From: Daniel P. Berrange on
On Fri, Jul 16, 2010 at 11:12:34AM -0400, Vivek Goyal wrote:
> On Fri, Jul 16, 2010 at 03:53:09PM +0100, Daniel P. Berrange wrote:
> > On Fri, Jul 16, 2010 at 10:35:36AM -0400, Vivek Goyal wrote:
> > > On Fri, Jul 16, 2010 at 03:15:49PM +0100, Daniel P. Berrange wrote:
> > > Secondly, just because some controller allows creation of hierarchy does
> > > not mean that hierarchy is being enforced. For example, memory controller.
> > > IIUC, one needs to explicitly set "use_hierarchy" to enforce hierarchy
> > > otherwise effectively it is flat. So if libvirt is creating groups and
> > > putting machines in child groups thinking that we are not interfering
> > > with admin's policy, is not entirely correct.
> >
> > That is true, but that 'use_hierarchy' at least provides admins
> > the mechanism required to implement the neccessary policy
> >
> > > So how do we make progress here. I really want to see blkio controller
> > > integrated with libvirt.
> > >
> > > About the issue of hierarchy, I can probably travel down the path of allowing
> > > creation of hierarchy but CFQ will treat it as flat. Though I don't like it
> > > because it will force me to introduce variables like "use_hierarchy" once
> > > real hierarchical support comes in but I guess I can live with that.
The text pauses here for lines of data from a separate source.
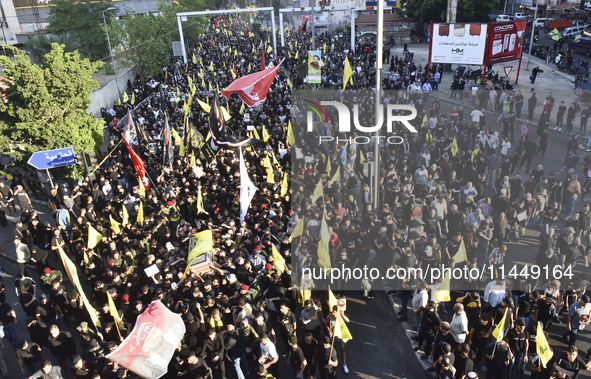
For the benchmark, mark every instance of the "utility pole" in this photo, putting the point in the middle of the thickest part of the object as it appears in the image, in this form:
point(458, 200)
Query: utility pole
point(379, 115)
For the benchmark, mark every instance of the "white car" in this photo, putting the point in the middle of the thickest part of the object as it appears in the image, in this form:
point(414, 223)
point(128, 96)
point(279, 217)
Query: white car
point(541, 22)
point(520, 16)
point(504, 17)
point(573, 31)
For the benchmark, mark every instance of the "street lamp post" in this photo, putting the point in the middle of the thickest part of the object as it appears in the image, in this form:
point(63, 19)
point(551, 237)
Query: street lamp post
point(111, 50)
point(531, 38)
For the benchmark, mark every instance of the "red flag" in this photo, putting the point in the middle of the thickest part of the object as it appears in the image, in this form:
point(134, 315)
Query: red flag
point(137, 163)
point(253, 88)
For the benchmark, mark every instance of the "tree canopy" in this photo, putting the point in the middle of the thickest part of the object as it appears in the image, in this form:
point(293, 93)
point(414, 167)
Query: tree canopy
point(45, 105)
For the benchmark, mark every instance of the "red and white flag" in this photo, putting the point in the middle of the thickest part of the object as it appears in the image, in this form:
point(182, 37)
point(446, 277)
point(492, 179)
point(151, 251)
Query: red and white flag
point(150, 346)
point(253, 88)
point(137, 163)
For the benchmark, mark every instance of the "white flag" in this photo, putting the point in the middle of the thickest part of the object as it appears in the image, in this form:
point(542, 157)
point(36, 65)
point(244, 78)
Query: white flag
point(147, 350)
point(247, 189)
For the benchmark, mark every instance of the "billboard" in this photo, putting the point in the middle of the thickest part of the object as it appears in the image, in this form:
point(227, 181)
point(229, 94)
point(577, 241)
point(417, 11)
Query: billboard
point(314, 66)
point(458, 43)
point(506, 41)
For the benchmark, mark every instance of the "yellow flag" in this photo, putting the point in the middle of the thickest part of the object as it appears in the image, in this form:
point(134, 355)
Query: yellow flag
point(340, 329)
point(113, 309)
point(256, 133)
point(205, 107)
point(454, 147)
point(336, 177)
point(142, 188)
point(125, 219)
point(347, 73)
point(298, 230)
point(140, 214)
point(332, 300)
point(460, 256)
point(94, 237)
point(270, 175)
point(323, 252)
point(202, 243)
point(72, 273)
point(318, 193)
point(290, 137)
point(278, 260)
point(193, 164)
point(114, 225)
point(499, 331)
point(200, 201)
point(284, 185)
point(542, 347)
point(474, 154)
point(225, 113)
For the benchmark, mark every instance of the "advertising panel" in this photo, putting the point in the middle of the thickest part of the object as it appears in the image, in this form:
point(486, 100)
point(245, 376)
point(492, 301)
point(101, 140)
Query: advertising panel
point(506, 41)
point(314, 66)
point(458, 43)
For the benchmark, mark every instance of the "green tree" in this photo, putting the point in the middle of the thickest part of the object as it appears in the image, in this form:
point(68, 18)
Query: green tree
point(46, 105)
point(84, 21)
point(40, 44)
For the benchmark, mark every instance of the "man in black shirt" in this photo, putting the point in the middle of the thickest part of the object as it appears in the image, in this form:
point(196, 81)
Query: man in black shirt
point(296, 359)
point(29, 355)
point(518, 340)
point(62, 346)
point(310, 349)
point(213, 351)
point(328, 360)
point(195, 367)
point(570, 365)
point(236, 351)
point(462, 362)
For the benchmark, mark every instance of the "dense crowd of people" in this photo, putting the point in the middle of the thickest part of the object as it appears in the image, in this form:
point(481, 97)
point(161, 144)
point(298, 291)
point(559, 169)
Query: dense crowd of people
point(455, 184)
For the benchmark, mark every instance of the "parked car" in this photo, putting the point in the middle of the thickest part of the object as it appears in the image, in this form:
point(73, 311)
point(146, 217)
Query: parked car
point(541, 22)
point(520, 16)
point(573, 31)
point(504, 17)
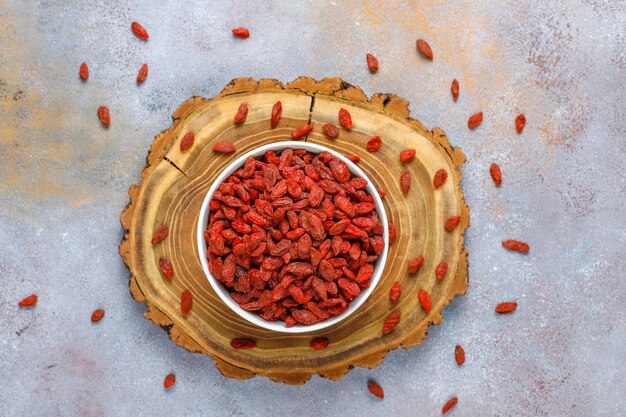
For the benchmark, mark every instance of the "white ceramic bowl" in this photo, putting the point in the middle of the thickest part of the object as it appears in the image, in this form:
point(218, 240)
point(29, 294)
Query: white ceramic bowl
point(252, 317)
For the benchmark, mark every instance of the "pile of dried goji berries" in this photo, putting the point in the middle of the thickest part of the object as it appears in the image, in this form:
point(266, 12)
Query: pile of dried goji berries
point(293, 236)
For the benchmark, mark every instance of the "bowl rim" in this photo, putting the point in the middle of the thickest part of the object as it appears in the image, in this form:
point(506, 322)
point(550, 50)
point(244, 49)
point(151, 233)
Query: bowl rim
point(222, 292)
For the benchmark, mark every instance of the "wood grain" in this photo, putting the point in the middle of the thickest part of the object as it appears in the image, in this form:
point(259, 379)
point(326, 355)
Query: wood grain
point(174, 184)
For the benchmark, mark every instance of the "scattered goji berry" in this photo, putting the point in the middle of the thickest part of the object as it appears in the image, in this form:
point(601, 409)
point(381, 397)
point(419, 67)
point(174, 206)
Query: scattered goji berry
point(97, 315)
point(475, 120)
point(139, 31)
point(142, 74)
point(424, 48)
point(31, 300)
point(454, 88)
point(496, 174)
point(103, 115)
point(516, 245)
point(506, 307)
point(372, 62)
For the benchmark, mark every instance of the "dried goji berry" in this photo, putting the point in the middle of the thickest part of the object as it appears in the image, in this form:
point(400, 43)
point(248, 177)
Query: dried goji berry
point(506, 307)
point(303, 131)
point(454, 88)
point(475, 120)
point(374, 144)
point(277, 110)
point(391, 322)
point(224, 147)
point(394, 292)
point(242, 113)
point(424, 48)
point(319, 343)
point(166, 268)
point(187, 141)
point(83, 72)
point(459, 355)
point(449, 404)
point(103, 115)
point(242, 33)
point(452, 223)
point(441, 270)
point(516, 245)
point(31, 300)
point(496, 174)
point(407, 155)
point(440, 178)
point(185, 302)
point(372, 62)
point(139, 31)
point(160, 234)
point(142, 74)
point(375, 389)
point(424, 299)
point(97, 315)
point(330, 130)
point(345, 119)
point(169, 381)
point(415, 264)
point(520, 122)
point(405, 182)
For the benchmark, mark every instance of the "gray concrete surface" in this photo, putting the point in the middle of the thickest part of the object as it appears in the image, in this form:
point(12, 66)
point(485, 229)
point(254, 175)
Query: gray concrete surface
point(64, 179)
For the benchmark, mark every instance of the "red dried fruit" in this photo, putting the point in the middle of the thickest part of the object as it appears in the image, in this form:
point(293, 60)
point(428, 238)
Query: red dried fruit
point(139, 31)
point(506, 307)
point(454, 88)
point(303, 131)
point(441, 270)
point(160, 234)
point(185, 302)
point(277, 110)
point(142, 74)
point(452, 223)
point(97, 315)
point(496, 174)
point(440, 178)
point(407, 155)
point(242, 33)
point(103, 115)
point(224, 147)
point(516, 245)
point(520, 122)
point(169, 381)
point(330, 130)
point(319, 343)
point(392, 234)
point(375, 389)
point(394, 292)
point(424, 299)
point(405, 182)
point(372, 62)
point(475, 120)
point(166, 268)
point(187, 141)
point(31, 300)
point(415, 264)
point(449, 404)
point(374, 144)
point(424, 48)
point(345, 119)
point(83, 72)
point(459, 355)
point(391, 322)
point(242, 113)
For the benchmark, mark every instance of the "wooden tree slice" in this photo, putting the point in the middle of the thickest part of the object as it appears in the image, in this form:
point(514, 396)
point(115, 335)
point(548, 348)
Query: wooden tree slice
point(174, 184)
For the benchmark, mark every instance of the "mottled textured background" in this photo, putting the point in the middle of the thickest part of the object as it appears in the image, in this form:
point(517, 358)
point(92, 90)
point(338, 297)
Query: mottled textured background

> > > (Anyway memory controller is already doing it.).
> > >
> > > There is another issue though and that is by default every virtual
> > > machine going into a group of its own. As of today, it can have
> > > severe performance penalties (depending on workload) if group is not
> > > driving doing enough IO. (Especially with group_isolation=1).
> > >
> > > I was thinking of a model where an admin moves out the bad virtual
> > > machines in separate group and limit their IO.
> >
> > In the simple / normal case I imagine all guests VMs will be running
> > unrestricted I/O initially. Thus instead of creating the cgroup at time
> > of VM startup, we could create the cgroup only when the admin actually
> > sets an I/O limit.
>
> That makes sense. Run all the virtual machines by default in root group
> and move out a virtual machine to a separate group of either low weight
> (if virtual machine is a bad one and driving lot of IO) or of higher weight
> (if we want to give more IO bw to this machine).
>
> > IIUC, this should maintain the one cgroup per guest
> > model, while avoiding the performance penalty in normal use. The caveat
> > of course is that this would require blkio controller to have a dedicated
> > mount point, not shared with other controller.
>
> Yes. Because for other controllers we seem to be putting virtual machines
> in separate cgroups by default at startup time. So it seems we will
> require a separate mount point here for blkio controller.
>
> > I think we might also
> > want this kind of model for net I/O, since we probably don't want to
> > creating TC classes + net_cls groups for every VM the moment it starts
> > unless the admin has actually set a net I/O limit.
>
> Looks like. So good, then network controller and blkio controller can
> share the this new mount point.

After thinking about this some more there are a couple of problems with
this plan. For QEMU the 'vhostnet' (the in kernel virtio network backend)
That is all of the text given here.